Nel mio lavoro sono ‘abituato’ a dare consigli più o meno approfonditi sul modo di mangiare alcuni cibi e, soprattutto, sul modo di accompagnarli con altrettanti alimenti.
Spesso, per non dire spessissimo, mi trovo a discutere di cose strettamente legate alla bontà di un cibo ‘perché’ alla fine la domanda che tutti si fanno è questa: “come faccio a sapere se questo – quello che mangio – è un cibo buono o cattivo?”
Credetemi, sembra la domanda più stupida della terra, ma non lo è affatto. Confondere bontà con commestibilità – sapore gradevole, è un errore in cui si incorre con grande facilità?.
Non necessariamente, per distinguere un cibo buono da un cibo cattivo, dobbiamo essere dei gourmet, anzi.
Diciamo che è? una questione di predisposizione, ma ci sono persone che grazie alla scuola del marciapiede alimentare, sono riuscite a “farsi le ossa” nelle papille gustative.
Le grandi aziende ci hanno abituati (e non esagero) a mangiare cibi in stile Friskies: anestetizzano il sapore grazie ad un alto retrogusto al salnitro, conservante che si trova ovunque.
Allora ben vengano i ristoranti di livello e anche gli chef famosi: i vari Cracco e Bastianich, che tra un gossip, una messa in scena televisiva e i corsi di cucina, ci spronano a non soccombere sotto il peso minaccioso dell’appiattimento del gusto.
Pensate ad un ragazzo che nasce negli anni 2000 nel centro di una città. Avrà sempre meno possibilità di assaggiare il famoso salume del contadino a fronte del Negronetto sempre a comoda disposizione nel supermercato.
La base Negronetto creerà nell’infante, involontariamente, una tipologia di sapore standard e quando spunterà il momento accidentale per l’assaggio del prodotto “ruspante”, la sensazione non potrà che essere univoca: “questo prodotto non è buono”.
La battaglia da vincere non è sconfiggere solo il professionista mediocre nel campo alimentare bensì distruggere la standardizzazione del gusto che è l’obiettivo delle grandi aziende che ci vogliono disponibili solo ai “quattro salti in padella”.
Quando seguite le ricette non fermatevi solamente all’ingrediente fine a se stesso ma anche alla sua qualità.
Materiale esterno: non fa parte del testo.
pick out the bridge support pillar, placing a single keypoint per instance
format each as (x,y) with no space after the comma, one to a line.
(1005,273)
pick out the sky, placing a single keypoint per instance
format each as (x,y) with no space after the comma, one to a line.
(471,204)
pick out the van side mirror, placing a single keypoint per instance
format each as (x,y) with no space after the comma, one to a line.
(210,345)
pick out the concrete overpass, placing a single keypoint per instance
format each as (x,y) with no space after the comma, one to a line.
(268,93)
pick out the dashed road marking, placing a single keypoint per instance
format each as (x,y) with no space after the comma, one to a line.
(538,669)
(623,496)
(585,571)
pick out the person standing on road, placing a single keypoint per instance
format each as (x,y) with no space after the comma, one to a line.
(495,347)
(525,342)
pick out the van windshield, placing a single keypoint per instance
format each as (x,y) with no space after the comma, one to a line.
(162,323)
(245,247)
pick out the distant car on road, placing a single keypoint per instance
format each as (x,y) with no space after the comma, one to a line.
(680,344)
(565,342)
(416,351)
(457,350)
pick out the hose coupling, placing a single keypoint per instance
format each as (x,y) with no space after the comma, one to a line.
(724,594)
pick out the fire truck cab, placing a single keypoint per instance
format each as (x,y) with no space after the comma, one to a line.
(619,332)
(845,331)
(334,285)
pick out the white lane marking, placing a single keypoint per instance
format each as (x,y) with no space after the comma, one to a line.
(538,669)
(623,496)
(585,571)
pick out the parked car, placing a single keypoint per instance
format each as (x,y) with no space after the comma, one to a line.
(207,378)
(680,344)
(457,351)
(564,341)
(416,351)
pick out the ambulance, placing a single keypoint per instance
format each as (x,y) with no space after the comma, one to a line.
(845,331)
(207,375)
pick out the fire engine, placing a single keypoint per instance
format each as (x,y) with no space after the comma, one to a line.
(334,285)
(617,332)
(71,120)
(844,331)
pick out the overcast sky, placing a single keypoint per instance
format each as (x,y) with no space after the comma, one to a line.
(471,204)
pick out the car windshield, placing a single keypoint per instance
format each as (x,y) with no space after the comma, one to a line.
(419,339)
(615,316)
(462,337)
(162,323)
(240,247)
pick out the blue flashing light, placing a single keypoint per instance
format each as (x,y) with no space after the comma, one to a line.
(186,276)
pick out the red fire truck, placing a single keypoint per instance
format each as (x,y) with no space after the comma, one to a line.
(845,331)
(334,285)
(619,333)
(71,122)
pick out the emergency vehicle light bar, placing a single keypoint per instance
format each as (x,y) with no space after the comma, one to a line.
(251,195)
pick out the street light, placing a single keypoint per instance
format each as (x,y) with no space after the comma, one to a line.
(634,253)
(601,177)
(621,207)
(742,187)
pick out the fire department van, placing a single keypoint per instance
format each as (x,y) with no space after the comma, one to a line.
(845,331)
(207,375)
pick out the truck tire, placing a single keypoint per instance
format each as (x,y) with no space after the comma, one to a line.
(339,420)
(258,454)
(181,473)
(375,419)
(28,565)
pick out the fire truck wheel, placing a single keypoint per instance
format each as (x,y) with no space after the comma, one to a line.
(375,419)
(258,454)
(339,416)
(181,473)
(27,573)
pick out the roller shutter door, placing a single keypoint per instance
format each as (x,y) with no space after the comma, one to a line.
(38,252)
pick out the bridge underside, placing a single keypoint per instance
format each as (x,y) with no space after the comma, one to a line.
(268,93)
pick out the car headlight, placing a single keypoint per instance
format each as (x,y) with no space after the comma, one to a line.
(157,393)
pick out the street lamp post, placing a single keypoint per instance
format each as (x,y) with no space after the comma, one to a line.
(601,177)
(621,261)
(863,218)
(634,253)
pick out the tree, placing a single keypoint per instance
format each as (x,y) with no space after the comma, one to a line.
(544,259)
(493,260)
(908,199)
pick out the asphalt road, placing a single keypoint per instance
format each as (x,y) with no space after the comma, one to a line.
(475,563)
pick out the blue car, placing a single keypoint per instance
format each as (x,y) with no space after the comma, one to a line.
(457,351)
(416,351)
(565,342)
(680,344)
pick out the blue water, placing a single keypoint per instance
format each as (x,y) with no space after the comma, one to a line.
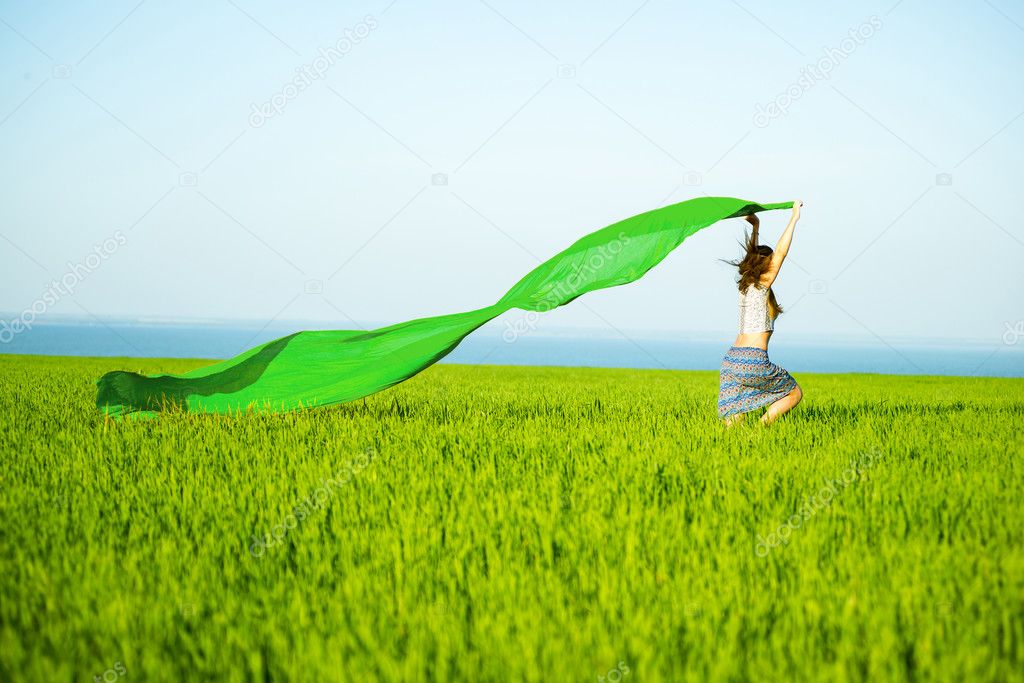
(486,346)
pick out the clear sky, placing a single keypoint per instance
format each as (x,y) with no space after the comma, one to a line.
(133,123)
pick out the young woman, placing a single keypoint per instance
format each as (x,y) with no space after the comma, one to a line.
(749,380)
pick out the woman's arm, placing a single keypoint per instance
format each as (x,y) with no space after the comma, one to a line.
(782,248)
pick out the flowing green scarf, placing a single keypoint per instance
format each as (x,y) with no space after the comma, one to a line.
(323,368)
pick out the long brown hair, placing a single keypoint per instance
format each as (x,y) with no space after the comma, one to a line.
(753,265)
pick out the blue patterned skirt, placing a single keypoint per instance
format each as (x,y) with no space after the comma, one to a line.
(750,381)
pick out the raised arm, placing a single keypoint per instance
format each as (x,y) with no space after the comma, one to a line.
(781,248)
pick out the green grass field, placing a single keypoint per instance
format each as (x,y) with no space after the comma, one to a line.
(515,523)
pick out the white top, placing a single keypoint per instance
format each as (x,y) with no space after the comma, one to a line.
(754,315)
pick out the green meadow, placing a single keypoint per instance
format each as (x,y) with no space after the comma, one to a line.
(486,523)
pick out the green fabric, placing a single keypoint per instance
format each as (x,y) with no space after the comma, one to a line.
(315,369)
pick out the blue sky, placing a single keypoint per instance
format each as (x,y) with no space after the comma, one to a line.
(547,121)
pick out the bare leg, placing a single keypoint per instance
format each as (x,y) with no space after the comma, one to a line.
(782,406)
Le uova del contadino saranno sempre di gran lunga migliori rispetto alle uova di polli allevati in gabbia disponibili negli scaffali del discount, e se chi le produce vi assicura garanzie e sterilità a scapito di un gusto all’eternit, voi imparate a controllare se quelle del contadino sono fresche, con i metodi spicci che la nonna vi ha insegnato (se vengono a galla dentro un pentolino non sono fresche).
Costruire il gusto si può e riuscire a distinguere un cibo buono da uno cattivo è importantissimo. E’ la base per non farsi fregare dal venditore di turno, dal ristoratore di turno, dal supermercato di turno.
Affinate il vostro palato, mangiare è una cosa stupenda ed è una “trasgressione” che dobbiamo mantenere sempre viva per la nostra salute e gioia di vivere.